From The Root:
For generations, The Mommy Wars have largely skipped black women. For most of us, staying at home to raise our children full-time was never a choice. Our families’ survival depended on our wages—often earned from nurturing and caring for white families. With the rise of a post-civil rights generation, a critical mass of high-powered black women like the Princeton and Harvard-trained first lady Michelle Obama, have more options than ever. After gaining the educational credentials our mothers and grandmothers could only have dreamed of, many of us have exulted and rejoiced in having the choice to stay at home and raise our own children—a decision celebrated by black stay-at-home mothers’ groups like “Mocha Moms.”
As Michelle prepares to move to the White House to become “mom in chief,” the always racially-charged Mommy Wars have reached new heights. In a joint effort with NPR’s daily talk show Tell Me More, The Root has brought together four accomplished mothers—Rebecca Walker, Jolene Ivey, Leslie Morgan Steiner and Anna Perez—to share their takes on Michelle’s choices. With viewpoints that are funny, brash and bracing, the four women bring controversial and conflicting perspectives that are sure to spark spirited and downright-heated discussions about Michelle’s—and all women’s—choices.

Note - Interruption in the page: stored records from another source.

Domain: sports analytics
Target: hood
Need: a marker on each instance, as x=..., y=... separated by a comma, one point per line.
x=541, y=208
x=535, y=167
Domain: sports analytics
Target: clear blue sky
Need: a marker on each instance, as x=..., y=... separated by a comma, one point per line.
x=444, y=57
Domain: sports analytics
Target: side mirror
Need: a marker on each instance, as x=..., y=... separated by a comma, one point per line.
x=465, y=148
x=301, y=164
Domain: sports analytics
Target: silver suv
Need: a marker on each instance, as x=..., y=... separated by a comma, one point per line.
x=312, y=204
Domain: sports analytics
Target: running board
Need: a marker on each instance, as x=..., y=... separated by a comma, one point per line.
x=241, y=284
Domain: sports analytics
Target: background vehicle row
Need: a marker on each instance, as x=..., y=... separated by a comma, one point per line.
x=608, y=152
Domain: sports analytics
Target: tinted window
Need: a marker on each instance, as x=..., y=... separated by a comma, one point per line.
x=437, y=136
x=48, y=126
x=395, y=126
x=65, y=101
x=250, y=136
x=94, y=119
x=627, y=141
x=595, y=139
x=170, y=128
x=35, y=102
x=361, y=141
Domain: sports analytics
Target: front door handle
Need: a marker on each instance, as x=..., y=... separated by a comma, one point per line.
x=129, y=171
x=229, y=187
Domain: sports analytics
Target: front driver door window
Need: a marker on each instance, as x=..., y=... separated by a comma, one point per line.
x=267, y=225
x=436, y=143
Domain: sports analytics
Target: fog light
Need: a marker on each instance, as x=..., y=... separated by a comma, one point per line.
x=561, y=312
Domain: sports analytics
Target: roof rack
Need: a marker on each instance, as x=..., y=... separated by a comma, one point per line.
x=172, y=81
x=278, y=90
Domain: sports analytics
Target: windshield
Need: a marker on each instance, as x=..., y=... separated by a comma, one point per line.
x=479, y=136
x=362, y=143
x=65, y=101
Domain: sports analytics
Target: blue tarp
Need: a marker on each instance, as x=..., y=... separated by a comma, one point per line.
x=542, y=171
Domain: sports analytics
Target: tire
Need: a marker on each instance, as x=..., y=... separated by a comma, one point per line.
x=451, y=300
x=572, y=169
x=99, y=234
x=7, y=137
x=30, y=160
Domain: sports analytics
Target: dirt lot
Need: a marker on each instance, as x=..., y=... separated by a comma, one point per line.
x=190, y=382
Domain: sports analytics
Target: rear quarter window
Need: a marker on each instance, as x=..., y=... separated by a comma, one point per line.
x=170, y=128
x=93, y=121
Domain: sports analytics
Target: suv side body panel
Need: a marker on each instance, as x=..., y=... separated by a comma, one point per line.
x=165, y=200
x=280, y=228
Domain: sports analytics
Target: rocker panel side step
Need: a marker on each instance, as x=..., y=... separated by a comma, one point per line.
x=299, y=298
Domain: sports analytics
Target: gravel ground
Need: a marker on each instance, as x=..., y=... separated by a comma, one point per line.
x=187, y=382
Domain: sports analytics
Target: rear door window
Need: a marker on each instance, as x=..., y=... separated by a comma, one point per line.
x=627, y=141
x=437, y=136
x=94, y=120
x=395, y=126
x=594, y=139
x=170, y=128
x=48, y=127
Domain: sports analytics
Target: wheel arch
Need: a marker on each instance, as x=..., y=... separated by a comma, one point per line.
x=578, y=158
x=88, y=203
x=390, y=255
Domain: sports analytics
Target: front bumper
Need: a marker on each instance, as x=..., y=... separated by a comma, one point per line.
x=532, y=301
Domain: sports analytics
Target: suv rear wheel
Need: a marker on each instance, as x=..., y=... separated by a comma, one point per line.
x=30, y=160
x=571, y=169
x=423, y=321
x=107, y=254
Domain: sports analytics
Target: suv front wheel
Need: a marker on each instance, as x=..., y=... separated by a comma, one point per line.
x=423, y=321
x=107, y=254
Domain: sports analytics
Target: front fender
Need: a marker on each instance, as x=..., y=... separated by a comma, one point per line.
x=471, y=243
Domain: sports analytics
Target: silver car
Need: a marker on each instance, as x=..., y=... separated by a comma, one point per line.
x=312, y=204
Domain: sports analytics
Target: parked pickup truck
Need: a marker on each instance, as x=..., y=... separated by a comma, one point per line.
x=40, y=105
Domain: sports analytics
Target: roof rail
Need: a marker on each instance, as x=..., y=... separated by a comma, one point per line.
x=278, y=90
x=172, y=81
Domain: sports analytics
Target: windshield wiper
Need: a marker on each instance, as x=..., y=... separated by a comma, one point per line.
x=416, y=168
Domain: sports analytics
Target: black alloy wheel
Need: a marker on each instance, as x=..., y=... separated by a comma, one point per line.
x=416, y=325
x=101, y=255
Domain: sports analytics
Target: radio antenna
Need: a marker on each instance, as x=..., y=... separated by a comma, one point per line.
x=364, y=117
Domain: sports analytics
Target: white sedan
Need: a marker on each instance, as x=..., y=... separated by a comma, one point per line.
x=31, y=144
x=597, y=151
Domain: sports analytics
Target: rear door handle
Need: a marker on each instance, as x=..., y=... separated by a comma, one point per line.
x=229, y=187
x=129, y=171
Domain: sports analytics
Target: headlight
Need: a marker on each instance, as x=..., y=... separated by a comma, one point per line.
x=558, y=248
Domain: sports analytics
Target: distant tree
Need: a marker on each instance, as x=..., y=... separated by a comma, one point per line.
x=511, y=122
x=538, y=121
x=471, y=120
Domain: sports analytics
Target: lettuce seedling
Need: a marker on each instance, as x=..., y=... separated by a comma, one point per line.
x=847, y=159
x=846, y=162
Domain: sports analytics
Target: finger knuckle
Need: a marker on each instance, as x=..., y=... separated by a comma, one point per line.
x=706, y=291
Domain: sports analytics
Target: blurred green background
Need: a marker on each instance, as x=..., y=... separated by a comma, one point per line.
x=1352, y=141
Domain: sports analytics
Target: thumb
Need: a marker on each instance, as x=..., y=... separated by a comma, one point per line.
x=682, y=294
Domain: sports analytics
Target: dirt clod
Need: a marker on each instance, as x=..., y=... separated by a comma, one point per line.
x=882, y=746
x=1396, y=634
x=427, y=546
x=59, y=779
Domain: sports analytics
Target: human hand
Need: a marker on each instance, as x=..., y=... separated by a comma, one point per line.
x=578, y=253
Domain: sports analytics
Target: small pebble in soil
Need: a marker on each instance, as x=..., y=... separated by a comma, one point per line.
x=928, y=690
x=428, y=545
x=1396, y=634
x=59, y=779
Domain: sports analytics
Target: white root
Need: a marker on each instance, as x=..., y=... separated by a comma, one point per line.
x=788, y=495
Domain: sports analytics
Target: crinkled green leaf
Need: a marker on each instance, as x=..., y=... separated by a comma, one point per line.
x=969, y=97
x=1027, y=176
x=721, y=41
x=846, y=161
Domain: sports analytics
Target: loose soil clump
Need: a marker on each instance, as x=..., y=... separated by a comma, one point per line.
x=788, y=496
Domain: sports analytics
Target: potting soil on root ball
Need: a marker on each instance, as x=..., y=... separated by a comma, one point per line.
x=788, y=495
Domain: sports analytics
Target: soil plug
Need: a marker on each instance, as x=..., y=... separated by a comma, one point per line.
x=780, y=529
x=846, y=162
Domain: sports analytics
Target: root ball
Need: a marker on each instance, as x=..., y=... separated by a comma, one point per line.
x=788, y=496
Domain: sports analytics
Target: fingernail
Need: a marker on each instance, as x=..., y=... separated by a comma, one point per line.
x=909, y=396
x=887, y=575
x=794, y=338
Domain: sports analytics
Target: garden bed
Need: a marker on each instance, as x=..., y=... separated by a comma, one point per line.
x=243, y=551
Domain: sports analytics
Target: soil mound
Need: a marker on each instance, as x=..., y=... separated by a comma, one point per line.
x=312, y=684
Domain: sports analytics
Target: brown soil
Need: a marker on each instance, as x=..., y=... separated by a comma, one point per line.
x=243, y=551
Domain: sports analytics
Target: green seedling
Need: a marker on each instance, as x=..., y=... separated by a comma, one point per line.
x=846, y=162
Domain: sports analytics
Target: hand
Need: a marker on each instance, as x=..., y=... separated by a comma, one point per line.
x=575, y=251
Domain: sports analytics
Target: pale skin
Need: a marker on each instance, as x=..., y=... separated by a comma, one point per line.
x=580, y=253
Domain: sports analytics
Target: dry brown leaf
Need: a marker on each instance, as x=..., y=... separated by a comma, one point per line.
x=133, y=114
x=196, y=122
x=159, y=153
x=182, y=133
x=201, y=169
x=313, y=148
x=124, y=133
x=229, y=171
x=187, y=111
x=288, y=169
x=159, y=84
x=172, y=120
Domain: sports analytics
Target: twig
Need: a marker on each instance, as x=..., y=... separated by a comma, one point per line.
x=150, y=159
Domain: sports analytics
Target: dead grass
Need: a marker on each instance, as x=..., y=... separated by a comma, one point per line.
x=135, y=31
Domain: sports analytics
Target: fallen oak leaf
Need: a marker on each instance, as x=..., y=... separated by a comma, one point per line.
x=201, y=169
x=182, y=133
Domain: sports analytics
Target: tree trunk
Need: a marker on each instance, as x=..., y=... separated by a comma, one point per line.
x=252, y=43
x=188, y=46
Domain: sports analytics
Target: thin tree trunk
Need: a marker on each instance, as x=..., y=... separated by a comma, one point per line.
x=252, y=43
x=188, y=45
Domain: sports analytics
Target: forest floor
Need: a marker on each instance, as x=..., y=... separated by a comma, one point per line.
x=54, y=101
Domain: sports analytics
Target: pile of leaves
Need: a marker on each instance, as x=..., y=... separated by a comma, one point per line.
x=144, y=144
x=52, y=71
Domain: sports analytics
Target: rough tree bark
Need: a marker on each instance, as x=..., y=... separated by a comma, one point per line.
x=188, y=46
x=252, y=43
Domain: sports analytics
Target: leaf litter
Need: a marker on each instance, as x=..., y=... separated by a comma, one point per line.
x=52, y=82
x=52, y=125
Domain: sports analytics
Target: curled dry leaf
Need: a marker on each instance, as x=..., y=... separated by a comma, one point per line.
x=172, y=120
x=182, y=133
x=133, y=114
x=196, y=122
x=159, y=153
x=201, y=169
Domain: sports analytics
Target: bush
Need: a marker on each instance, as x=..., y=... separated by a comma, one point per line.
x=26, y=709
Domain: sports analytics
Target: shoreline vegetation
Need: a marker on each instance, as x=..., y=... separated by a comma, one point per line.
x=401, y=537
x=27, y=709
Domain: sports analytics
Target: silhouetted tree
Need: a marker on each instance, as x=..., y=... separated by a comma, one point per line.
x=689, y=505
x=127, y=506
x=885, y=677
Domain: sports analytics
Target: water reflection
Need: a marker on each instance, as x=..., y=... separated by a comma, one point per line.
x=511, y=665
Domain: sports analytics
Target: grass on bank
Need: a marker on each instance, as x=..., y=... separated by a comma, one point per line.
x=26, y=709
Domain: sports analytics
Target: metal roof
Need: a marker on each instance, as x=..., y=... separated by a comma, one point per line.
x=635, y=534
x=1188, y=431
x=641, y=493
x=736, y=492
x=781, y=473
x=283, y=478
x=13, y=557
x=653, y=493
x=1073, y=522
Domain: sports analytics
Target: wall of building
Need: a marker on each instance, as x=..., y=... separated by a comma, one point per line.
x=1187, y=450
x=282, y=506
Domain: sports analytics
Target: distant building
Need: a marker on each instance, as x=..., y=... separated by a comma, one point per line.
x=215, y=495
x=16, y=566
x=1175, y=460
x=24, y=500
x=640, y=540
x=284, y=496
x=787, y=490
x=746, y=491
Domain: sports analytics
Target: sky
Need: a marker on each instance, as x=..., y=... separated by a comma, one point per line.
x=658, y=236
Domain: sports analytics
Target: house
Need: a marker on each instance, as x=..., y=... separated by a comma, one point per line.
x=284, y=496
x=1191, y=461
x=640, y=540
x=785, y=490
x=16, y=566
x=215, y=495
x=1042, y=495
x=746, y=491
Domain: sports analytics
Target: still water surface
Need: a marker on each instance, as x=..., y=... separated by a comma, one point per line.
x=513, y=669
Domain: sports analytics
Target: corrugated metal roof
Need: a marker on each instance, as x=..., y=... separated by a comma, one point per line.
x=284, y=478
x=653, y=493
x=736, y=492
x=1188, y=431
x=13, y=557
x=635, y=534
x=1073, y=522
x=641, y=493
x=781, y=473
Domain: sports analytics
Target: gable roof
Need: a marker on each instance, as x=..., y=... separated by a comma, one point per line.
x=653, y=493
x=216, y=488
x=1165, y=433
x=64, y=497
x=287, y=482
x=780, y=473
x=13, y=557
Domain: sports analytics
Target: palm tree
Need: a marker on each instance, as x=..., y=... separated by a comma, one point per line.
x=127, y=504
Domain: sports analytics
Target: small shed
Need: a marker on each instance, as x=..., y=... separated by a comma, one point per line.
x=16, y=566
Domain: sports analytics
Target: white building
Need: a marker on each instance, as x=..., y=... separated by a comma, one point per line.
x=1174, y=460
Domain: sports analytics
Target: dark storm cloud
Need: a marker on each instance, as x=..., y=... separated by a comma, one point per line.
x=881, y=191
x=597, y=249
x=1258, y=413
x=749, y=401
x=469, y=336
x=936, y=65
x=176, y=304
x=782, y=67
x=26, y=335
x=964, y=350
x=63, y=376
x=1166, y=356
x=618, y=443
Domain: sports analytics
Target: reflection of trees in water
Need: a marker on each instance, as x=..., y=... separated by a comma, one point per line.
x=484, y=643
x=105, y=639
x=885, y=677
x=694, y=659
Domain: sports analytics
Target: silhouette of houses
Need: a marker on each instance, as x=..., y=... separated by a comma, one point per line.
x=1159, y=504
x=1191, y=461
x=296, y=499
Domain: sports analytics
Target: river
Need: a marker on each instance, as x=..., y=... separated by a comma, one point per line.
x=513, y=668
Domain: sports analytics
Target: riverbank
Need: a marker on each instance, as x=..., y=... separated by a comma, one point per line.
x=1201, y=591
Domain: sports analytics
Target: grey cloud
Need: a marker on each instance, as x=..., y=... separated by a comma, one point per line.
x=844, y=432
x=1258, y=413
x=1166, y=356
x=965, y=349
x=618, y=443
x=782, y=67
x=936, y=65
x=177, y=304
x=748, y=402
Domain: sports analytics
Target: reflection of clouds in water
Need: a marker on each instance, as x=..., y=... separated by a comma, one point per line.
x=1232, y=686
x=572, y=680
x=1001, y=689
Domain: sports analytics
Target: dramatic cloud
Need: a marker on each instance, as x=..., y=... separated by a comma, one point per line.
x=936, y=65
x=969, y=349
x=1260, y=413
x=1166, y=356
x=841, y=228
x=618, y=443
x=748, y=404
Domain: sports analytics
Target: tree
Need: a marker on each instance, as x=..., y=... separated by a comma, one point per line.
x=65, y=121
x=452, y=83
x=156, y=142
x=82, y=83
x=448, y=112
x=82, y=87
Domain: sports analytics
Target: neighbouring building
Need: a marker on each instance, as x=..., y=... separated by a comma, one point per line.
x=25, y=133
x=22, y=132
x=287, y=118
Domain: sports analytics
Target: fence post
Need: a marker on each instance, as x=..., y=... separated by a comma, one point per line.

When Michelle Obama prioritized her life over her career in a widely viewed television interview, I cheered. Feminism’s slippery promise of diversity has long been built around white centrism, its monopoly by women over 50, its de facto placement of the rest of us in the margins. Michelle’s rise challenges that centrism. She so embodies feminist goals that she surpasses them. How will white feminists deal with that?